For our machine we are going to use movement in three different axis. For the X and y  axis movement we are going to use belts. For the z movement we are going to use an worm gear.

The decision was made in the weight, the dificulty of assembling together and the Speedy of the movement needed in each axis. The X and y axis are Light, we need a medium Speed movement. So we chose the belts. The Z axis have more weight to hold. The machine won’t need mucho f a movement in the Z axis so we decided to use a worm screw.

Our work zone will hold this measurements:

The measurements for the mechanisms in each axis are as listed:

• The Z axis will use a worm gear measuring 150mm long.

• The X axis will use a Belt and will measure 300 mm long.

• The Y axis will use a Belt and measure 450 mm long.

The worm gear we are going to use is a single threaded. The pass is 1mm, so the advance is also 1mm because is single threaded.

The advance measurements for the X and y axis Belt will be the same.

That was the design plan. But then we found some old structure abandonned in our Fablab. The structure was made of aluminum T profiles. Which is a sturdy way to support a machine. We understand that these profiles are not good for prototyping because they are expensive but we found them without an use and we thought that was a good idea to recycle them, we reuse something and at the same time we create a much more sturdier machine.

Some of the modifications we made to the structure were the heigh in which the tool was ubicated. In the original structure was too low.. We needed at least 23 cm iso we can put the needle in the correct angle. In order to correct that detail we scavenged another larger T profile and replace the middle vertical bars. The we posioned the tool with x axis on top of the new T profiles. The scavenged T profile was cut with a metal blade.

One of the changes made to the original idea of the tufting machine, was to change the power band to move the X axis to another worm gear. We know that the worm gear provides an slower movement, but we anticipated that our tool may be too heavy and the power band wouldn't be able to move it, so we changed it to a worm gear, slower but supports more weight.

Other modification to the original structure was, obviously, the work zone. The work zone was a simple mdf square measuring 25 cm per side. We designed a frame to tense the fabric. The frame was composed by some L shape pieces that gives us the height. We stacked two pieces with a 5mm thickness to have a 10mm thicknes per side. then we put the main face of the frame which had some holes to put screws in them. We know that this is not the best way to tense and frame the fabric. The screws gives us good tension but the mounting and removal of the fabric is slow and complex. We are working in a second porotype for the frame with out screws and with a put and remove design.

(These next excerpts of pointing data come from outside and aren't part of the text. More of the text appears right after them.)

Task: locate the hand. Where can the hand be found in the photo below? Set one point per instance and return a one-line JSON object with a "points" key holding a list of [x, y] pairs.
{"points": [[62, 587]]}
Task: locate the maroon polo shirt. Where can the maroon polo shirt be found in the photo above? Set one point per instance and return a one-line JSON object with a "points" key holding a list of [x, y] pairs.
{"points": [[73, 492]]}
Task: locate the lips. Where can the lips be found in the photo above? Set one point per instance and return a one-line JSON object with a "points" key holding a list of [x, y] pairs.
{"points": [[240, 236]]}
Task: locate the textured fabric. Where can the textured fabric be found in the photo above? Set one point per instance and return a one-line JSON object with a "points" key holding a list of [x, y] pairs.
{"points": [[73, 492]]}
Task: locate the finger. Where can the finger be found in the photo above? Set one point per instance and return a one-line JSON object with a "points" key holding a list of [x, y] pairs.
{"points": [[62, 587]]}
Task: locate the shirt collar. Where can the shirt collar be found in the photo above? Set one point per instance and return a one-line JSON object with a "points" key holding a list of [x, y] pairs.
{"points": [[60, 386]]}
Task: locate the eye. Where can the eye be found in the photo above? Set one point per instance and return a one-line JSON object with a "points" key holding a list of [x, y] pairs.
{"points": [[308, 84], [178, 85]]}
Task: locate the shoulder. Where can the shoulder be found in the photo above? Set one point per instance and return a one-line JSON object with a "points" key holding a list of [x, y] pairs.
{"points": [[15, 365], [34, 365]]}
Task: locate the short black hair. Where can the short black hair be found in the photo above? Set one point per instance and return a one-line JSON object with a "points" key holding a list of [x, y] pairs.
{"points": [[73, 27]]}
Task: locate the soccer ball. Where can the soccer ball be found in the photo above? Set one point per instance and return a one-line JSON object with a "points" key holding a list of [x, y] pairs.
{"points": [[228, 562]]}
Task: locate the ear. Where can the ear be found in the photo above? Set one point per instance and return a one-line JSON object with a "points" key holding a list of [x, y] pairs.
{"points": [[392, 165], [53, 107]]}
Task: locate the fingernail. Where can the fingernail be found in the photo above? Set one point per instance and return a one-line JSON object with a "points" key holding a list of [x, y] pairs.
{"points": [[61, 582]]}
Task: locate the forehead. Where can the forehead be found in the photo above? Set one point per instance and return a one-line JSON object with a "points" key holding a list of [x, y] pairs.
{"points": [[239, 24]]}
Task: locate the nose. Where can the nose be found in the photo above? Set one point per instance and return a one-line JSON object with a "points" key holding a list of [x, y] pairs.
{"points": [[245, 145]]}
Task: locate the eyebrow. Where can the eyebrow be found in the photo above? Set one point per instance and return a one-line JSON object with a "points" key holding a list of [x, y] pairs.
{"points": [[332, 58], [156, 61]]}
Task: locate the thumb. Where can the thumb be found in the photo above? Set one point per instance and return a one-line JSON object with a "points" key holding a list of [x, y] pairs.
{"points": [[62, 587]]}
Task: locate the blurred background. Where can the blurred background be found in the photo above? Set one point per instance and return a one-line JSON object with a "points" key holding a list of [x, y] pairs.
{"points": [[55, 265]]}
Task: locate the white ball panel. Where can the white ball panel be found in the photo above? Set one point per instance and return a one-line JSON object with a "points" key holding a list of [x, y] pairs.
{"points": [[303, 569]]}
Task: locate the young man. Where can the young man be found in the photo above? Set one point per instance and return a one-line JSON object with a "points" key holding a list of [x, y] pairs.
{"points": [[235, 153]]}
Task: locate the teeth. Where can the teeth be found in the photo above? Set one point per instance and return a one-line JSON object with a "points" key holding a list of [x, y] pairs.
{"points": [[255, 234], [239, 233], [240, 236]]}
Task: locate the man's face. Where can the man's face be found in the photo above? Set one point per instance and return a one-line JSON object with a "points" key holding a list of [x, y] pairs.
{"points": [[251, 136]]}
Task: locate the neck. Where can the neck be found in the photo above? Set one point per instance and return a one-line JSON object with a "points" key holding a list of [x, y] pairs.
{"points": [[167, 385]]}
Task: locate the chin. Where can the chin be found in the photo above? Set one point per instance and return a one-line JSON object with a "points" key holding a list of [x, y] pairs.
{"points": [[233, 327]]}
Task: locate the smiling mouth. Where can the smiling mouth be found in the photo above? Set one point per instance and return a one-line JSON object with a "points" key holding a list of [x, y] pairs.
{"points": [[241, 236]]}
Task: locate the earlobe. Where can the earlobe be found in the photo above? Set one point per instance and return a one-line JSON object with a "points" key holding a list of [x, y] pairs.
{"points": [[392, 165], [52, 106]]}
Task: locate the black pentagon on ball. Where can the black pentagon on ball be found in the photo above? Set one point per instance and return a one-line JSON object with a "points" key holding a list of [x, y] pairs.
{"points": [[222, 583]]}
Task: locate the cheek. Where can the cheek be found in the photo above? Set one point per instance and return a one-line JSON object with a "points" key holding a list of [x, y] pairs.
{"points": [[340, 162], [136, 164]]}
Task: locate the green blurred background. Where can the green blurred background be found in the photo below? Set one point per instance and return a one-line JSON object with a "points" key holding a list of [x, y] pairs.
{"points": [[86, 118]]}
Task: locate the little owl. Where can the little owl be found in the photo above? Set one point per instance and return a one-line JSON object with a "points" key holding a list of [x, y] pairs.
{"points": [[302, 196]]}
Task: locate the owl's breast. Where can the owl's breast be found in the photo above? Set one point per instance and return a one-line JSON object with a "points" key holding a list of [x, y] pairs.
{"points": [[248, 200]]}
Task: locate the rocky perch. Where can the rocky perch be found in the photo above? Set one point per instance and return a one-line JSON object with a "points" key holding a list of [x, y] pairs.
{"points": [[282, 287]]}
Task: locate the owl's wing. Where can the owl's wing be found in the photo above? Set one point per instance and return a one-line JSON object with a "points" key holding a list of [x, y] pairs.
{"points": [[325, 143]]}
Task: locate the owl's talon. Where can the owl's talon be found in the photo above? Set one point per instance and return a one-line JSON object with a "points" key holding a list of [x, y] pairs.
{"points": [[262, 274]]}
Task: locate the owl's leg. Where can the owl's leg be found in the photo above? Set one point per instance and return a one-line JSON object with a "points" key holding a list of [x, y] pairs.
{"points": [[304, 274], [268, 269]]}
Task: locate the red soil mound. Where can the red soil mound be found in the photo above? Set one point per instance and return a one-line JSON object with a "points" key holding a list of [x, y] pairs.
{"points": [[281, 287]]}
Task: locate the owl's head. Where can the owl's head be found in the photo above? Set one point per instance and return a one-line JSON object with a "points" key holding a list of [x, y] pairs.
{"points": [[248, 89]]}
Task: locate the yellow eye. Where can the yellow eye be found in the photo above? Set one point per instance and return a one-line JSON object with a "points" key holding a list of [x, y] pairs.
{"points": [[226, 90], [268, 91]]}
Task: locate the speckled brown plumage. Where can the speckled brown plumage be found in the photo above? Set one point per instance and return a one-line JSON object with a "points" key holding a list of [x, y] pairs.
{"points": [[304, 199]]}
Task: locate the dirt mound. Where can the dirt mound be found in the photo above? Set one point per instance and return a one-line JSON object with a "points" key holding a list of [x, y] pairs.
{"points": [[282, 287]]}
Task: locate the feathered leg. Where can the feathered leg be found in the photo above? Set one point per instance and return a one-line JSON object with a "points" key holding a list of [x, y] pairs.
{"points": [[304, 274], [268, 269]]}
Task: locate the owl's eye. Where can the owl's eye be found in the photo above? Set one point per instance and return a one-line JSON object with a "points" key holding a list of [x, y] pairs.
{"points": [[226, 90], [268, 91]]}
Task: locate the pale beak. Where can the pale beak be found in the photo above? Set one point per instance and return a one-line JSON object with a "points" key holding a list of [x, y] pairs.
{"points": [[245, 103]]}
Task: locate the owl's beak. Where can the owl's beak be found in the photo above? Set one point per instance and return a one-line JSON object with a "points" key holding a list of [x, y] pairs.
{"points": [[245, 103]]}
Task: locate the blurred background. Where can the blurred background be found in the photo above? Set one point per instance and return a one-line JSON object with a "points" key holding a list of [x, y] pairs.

The fabric must be really tense and it must have a large grid. This means that the space between every thread must be big. If the space is too small, the tufting needle will rip the fabric apart.

The unions for the aluminum T profules were 3D printed. The machine uses 3 different unions. One type of union to work as vertexes for the aluminum T profiles, as displayed in the picture. Other type to balance the tool and join it to the middle profile, this union holds together the x acis and the side bars of the structure. And the 3 type of union holds the y axis and the guide pipes of the y axis. All of these unions are 3D printed.

In the picture above we have the stepper motor and the worm that works as our y axis. In the original structure that we decided to recycle this axis was a little bit bended up. This bend cause that theis axis didn't work correctly and the movement got stucked. We traced back the problem and we found out that the union thaat holds the other extreme of the worm wasnt secure with screws, instead the original designer fixated it with double  side mountage tape. This cause that the union got a little bit hhigher than the motor. We secure the union with screws to solve that problem.

In the picture above we can see one member of our team. Securing the tool and x axis to the main structure.